UCSB notes (in the same article linked above) that:
"Recovery from sexual assault is not a smooth, linear process. Although recovery here is presented in 'stages,' a survivor does not move from stage 1 to stage 2 to stage 3 in a simple manner until she is 'recovered' and then leave it all behind. The healing process may be accurately imagined as an upward spiral in which a survivor moves toward recovery, but moves back and forth through the different stages. ... For example, survivors may tap into denial at any time as a way of coping with other life stresses, or a survivor who has recovered greatly may suddenly be overwhelmed by an event and find the rape is consuming her once again. This is completely expected, and is not moving 'backwards' in recovery; rather, it often provides a new perspective on familiar feelings, or an opportunity to work through feelings which may have been too difficult at an earlier time."
I thought this was such an important point. Often we expect (or others do) that once we have worked through some part of the SA, we are "ok" with it and it will no longer bother us, that once we have talked out one aspect of it, it need not be visited again. This is simply not how it works, and expecting the impossible will only result in disappointment and hurt and frustration with the healing process.

Monday, December 20, 2010

A Support Group, and Why It's Difficult to Talk About

So, I have "applied" to join a support group. Finally. I hope this works out. Mostly cause I do not think there are any more in nearby cities and I don't want to end up driving a million miles away. Now, once my new insurance forms come in (hopefully correct this time!) I'm going to see a new Dr, my records are in the process of being transferred over there. I seem to have gotten it a little more together :) I have also been looking at jobs. Nothing in the field I'm looking for yet, but I'm still looking.

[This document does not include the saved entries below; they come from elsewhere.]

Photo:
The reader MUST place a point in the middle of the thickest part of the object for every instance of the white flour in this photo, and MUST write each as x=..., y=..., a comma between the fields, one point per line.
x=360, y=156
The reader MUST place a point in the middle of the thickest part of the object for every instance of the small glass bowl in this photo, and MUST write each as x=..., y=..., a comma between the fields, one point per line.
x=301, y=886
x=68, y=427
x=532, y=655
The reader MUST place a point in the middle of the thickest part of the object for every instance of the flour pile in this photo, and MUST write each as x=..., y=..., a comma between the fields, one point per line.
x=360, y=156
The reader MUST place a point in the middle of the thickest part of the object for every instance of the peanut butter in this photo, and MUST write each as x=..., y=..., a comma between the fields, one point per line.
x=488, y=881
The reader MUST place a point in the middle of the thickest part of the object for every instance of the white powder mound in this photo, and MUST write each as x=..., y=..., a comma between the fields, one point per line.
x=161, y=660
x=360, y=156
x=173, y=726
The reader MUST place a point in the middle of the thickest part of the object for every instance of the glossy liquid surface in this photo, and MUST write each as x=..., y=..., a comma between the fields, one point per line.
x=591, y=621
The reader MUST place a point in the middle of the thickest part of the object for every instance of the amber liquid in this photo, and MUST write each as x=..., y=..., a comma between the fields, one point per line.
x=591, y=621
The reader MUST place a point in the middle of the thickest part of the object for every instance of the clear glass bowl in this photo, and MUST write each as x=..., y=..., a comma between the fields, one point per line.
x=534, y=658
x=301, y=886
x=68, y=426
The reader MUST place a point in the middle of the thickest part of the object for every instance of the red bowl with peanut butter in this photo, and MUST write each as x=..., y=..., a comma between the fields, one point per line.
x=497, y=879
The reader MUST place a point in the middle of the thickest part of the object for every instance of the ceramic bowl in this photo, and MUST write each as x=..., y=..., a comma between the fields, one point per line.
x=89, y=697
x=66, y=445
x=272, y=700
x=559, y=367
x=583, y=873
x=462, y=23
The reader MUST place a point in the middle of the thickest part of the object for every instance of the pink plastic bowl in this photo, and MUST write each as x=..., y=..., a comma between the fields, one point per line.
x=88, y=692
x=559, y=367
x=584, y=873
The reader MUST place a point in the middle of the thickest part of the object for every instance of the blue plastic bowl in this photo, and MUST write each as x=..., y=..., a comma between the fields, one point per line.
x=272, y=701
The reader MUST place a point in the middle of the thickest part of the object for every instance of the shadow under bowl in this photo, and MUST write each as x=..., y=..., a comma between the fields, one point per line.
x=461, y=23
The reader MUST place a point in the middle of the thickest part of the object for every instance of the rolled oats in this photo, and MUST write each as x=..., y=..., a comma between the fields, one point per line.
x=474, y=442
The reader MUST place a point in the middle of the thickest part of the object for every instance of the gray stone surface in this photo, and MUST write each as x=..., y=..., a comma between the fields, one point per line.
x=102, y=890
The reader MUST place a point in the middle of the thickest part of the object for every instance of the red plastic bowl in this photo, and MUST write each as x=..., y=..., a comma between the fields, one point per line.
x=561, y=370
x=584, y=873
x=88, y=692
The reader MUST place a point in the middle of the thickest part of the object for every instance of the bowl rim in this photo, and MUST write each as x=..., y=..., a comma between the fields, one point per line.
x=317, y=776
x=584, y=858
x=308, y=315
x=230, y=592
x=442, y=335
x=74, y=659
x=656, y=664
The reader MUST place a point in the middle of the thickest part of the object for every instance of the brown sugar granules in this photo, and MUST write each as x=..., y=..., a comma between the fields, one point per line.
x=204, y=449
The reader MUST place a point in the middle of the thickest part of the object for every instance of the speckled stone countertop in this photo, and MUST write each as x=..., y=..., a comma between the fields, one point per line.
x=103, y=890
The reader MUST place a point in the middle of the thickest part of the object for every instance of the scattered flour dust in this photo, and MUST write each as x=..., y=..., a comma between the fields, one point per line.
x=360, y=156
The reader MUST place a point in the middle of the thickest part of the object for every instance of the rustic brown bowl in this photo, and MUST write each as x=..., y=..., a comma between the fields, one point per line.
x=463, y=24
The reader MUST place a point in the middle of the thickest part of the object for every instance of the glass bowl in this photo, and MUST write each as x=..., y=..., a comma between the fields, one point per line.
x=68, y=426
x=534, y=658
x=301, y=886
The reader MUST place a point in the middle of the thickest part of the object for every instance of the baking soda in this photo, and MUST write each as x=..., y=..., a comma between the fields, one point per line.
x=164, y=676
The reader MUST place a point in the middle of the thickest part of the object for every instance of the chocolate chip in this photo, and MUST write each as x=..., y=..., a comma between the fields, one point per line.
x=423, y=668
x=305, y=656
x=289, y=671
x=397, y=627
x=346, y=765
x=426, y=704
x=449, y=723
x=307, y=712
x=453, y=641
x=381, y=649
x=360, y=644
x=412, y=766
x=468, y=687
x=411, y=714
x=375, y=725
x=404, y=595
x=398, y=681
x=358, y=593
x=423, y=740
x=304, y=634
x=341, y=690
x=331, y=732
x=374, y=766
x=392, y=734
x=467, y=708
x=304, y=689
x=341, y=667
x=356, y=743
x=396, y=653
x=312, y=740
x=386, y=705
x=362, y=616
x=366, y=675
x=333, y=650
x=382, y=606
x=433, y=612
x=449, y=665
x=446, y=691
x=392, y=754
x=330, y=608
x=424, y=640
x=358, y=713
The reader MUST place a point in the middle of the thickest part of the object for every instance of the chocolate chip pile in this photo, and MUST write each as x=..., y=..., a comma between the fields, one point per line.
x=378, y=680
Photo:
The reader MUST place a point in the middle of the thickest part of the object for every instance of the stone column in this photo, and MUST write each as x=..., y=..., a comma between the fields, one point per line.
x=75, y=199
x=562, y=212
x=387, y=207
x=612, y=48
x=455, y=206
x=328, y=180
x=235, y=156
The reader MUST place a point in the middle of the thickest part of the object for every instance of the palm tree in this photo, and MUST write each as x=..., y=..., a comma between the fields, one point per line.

I am a little nervous about the group, but also feeling a little like a weight has been lifted. Like a bit relieved that I'll be able to listen to other people who have been in similar situations and maybe eventually feel comfortable enough to get some things out, maybe find some understanding, maybe understand my own self a little more and start to feel comfortable in my own skin again. That would be nice, wouldn't it?

Going to a group reminds me of a discussion I have been following on Pandy's. About why it's difficult to talk about. So far people have said:
  • because of shame and/or guilt
  • because we don't want pity and that is a typical reaction
  • because putting it out loud makes it more real
  • because the words can be triggering
  • because we are afraid of what people will think of us
I think all of these are true for me. I guess at some point I'll feel ok enough in the group to talk, right? I think once the words are out, it's ok, it feels a little better (it has to, right?), it's just saying them that is difficult. But I don't even have to worry about this yet because I still have to be "accepted" to the group and go and find out whether I like it and feel safe there for talking.

Seems like, when you take things one day at a time, in little steps, it's much easier.